Aims The FREEDOM trial published in 2012 found coronary artery bypass grafting (CABG) to be superior to percutaneous coronary intervention (PCI) in reducing rates of death and myocardial infarction in patients with diabetes mellitus (DM) and multi-vessel coronary artery disease (CAD) undergoing revascularisation. The aim of this study was to evaluate practice in a tertiary Irish Cardiothoracic centre regarding revascularisation in diabetic patients and to assess if the findings of the FREEDOM trial impacted treatment patterns.
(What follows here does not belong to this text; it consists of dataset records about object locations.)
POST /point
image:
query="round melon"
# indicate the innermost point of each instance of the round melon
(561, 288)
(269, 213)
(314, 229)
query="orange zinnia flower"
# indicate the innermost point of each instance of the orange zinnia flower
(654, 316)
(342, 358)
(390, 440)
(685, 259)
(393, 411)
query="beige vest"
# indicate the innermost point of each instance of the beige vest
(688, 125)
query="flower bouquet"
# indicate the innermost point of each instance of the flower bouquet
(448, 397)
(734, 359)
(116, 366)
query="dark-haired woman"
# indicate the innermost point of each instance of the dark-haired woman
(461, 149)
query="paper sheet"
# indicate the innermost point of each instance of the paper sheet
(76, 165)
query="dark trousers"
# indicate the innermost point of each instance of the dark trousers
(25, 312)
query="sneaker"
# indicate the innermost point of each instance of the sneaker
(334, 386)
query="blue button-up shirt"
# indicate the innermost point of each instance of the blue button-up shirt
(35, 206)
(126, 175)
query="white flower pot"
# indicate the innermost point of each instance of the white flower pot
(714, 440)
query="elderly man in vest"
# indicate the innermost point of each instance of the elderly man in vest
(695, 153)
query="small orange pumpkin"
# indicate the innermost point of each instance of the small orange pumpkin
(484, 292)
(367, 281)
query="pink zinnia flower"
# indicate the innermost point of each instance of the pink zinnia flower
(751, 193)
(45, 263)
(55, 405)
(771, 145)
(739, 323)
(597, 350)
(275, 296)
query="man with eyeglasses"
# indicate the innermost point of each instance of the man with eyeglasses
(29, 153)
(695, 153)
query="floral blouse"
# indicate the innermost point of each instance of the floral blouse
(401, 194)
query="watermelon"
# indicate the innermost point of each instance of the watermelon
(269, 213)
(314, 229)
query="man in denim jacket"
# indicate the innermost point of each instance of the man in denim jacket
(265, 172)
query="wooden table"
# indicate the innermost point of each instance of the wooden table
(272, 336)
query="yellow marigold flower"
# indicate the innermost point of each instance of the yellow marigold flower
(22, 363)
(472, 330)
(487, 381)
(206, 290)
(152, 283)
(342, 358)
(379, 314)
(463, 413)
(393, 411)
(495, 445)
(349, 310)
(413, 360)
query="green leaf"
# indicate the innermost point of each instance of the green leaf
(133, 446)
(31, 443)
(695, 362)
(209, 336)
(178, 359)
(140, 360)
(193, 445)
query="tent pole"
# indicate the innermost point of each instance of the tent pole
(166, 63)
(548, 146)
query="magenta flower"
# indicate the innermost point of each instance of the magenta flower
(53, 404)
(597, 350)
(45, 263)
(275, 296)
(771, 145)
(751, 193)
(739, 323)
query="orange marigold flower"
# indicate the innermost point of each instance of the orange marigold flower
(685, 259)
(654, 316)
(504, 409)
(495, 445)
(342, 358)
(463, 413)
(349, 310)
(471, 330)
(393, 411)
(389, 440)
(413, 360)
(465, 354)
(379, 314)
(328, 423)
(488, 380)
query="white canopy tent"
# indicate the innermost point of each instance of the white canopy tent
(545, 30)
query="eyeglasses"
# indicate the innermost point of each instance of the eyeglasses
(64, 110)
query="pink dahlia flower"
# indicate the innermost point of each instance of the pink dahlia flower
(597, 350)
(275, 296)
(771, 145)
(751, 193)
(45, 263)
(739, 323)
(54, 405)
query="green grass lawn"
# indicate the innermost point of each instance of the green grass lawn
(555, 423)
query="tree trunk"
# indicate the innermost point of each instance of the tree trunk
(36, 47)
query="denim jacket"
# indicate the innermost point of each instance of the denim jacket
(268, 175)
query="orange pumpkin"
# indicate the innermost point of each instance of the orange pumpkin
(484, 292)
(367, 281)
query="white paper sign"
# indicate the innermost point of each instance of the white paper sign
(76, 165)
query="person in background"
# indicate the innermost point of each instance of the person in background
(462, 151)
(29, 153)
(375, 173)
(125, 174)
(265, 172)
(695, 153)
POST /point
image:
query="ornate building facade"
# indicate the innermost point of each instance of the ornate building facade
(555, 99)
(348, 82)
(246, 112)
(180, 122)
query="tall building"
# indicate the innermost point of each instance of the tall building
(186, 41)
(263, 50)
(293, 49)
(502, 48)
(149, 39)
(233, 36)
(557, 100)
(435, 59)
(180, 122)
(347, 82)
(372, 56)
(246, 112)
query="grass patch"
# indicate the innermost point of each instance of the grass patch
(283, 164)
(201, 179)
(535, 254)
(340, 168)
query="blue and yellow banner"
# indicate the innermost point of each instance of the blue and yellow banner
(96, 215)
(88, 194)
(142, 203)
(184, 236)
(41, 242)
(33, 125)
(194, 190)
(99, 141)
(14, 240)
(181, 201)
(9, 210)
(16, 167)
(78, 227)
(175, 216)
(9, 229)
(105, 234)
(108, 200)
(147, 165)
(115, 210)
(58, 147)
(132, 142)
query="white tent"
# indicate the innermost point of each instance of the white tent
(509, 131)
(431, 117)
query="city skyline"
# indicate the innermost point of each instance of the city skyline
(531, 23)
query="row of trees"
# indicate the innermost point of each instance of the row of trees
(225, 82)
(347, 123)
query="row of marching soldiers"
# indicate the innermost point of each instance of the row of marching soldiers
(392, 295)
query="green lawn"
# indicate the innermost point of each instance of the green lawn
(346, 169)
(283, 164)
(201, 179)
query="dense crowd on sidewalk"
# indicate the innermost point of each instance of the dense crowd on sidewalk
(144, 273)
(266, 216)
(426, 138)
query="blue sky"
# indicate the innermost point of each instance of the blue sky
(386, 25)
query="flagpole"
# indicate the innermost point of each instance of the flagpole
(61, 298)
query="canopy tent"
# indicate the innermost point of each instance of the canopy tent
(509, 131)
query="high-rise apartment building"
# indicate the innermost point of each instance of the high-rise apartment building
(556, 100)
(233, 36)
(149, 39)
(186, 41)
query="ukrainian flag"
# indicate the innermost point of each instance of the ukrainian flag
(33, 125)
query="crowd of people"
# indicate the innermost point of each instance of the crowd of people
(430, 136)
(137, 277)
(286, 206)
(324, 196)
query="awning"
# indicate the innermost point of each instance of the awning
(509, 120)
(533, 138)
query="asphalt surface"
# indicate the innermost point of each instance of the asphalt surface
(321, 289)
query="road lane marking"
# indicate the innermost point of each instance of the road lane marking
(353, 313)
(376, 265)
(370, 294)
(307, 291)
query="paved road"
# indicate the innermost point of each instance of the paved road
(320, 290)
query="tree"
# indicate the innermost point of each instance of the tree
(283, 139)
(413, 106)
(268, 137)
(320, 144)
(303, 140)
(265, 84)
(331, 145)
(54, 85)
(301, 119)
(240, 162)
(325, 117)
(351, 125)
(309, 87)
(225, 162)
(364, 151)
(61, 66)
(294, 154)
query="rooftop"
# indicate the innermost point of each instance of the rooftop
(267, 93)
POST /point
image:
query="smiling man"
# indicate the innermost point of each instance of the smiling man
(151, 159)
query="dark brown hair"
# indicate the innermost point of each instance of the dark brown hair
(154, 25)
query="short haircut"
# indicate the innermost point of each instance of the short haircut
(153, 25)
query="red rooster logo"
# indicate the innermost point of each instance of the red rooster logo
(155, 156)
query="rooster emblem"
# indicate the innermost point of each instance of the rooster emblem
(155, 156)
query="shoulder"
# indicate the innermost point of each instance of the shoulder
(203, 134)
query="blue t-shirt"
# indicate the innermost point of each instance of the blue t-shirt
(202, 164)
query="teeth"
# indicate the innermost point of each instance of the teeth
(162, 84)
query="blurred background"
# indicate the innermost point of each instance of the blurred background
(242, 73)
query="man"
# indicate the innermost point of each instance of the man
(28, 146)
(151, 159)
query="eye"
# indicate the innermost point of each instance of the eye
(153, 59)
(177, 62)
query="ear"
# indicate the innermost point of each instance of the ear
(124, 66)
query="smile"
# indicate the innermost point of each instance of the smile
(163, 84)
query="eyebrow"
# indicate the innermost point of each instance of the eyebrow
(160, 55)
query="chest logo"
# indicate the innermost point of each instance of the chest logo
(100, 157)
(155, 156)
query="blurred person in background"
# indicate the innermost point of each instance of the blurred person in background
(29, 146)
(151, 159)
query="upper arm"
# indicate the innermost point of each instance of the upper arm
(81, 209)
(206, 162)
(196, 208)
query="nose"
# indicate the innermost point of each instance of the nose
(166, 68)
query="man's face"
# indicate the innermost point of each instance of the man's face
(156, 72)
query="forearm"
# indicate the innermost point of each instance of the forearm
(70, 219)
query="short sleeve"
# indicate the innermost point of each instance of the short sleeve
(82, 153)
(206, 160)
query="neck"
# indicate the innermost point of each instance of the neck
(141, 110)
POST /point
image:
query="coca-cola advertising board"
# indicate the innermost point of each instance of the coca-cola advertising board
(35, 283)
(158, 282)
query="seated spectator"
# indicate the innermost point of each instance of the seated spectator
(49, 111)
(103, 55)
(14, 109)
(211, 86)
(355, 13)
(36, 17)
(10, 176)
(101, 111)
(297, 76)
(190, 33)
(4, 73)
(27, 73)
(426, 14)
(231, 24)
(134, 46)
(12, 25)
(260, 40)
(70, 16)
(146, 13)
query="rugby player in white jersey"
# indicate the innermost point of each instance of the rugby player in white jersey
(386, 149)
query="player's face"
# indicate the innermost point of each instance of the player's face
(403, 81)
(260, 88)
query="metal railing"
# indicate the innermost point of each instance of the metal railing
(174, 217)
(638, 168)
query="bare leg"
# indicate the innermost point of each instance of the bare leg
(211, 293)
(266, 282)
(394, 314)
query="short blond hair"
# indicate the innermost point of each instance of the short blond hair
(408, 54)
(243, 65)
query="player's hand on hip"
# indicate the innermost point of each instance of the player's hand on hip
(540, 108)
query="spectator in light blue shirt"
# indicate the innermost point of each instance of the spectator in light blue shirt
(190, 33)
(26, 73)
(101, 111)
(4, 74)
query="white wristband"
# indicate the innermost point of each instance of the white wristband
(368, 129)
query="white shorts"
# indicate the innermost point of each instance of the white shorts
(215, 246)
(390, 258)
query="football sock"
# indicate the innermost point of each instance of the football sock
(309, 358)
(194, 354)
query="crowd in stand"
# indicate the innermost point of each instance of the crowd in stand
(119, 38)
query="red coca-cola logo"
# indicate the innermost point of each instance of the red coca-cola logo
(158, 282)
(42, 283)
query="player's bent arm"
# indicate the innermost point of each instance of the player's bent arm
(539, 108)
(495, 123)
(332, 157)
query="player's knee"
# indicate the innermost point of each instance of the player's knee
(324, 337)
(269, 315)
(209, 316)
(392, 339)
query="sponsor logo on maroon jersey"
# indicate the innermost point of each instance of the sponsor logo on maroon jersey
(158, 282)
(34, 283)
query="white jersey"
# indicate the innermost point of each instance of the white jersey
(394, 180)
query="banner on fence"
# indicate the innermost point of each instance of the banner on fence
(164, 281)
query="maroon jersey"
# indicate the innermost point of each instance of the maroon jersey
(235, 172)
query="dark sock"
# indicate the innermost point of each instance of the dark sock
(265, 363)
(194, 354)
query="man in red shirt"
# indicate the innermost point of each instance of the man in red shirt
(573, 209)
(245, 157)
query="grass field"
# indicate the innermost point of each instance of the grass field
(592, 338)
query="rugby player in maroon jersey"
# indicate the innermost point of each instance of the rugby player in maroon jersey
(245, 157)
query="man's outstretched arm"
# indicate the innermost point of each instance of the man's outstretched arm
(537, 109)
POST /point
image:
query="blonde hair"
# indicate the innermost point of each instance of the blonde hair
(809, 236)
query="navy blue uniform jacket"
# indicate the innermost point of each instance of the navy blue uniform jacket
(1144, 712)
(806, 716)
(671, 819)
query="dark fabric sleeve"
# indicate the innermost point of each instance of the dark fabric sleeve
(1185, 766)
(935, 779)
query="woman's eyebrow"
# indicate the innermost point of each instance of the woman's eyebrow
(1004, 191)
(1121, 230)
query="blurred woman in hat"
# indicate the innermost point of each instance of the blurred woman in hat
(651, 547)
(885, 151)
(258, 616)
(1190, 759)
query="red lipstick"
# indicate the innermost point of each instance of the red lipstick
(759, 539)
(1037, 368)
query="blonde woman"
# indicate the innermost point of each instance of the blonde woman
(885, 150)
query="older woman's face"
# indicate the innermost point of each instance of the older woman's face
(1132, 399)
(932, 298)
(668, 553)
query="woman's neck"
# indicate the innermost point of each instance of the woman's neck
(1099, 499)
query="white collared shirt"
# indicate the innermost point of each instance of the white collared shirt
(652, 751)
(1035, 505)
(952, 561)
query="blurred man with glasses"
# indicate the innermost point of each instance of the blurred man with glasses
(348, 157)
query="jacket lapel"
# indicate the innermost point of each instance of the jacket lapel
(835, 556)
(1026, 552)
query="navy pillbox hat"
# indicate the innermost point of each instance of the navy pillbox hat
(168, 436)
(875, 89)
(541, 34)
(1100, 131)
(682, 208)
Methods This was an observational study in which all cases undergoing PCI and CABG in Cork University Hospital (CUH) for the years 2008 and 2013 were retrospectively reviewed. Data on the extent of CAD and the procedure details were collected. The prevalence of diabetes mellitus was calculated. CABG and PCI rates for diabetic patients with multi-vessel CAD were compared for the years 2008 and 2013.
Findings A total of 1609 patients were included in this study. 783 patients underwent revascularisation in 2008 and 826 in 2013. The prevalence of diabetes undergoing revascularisation was 19% (n = 152) in 2008 and 25% (n = 203) in 2013. The number of diabetic patients undergoing two or more vessel revascularisation was 60% (n = 91) in 2008 and 47% (n = 96) in 2013. The proportion of diabetic patients with multivessel disease undergoing PCI was 33% (n = 30) in 2008 and 15% (n = 15) in 2013.
The proportion of this population undergoing CABG was 67% (n = 61) in 2008 and 84% (n = 81) in 2013.
Conclusion The diagnosis of diabetes in patients undergoing revascularisation in Cork University Hospital was seen more frequently in 2013 than 2008. The proportion of patients with diabetes mellitus with multivessel disease undergoing PCI in 2008 was relatively low but decreased further to a very small proportion in 2013. These findings suggest an impact on clinical practice of the FREEDOM trial and subsequent guidelines on Myocardial Revascularisation issued by the European Society of Cardiology.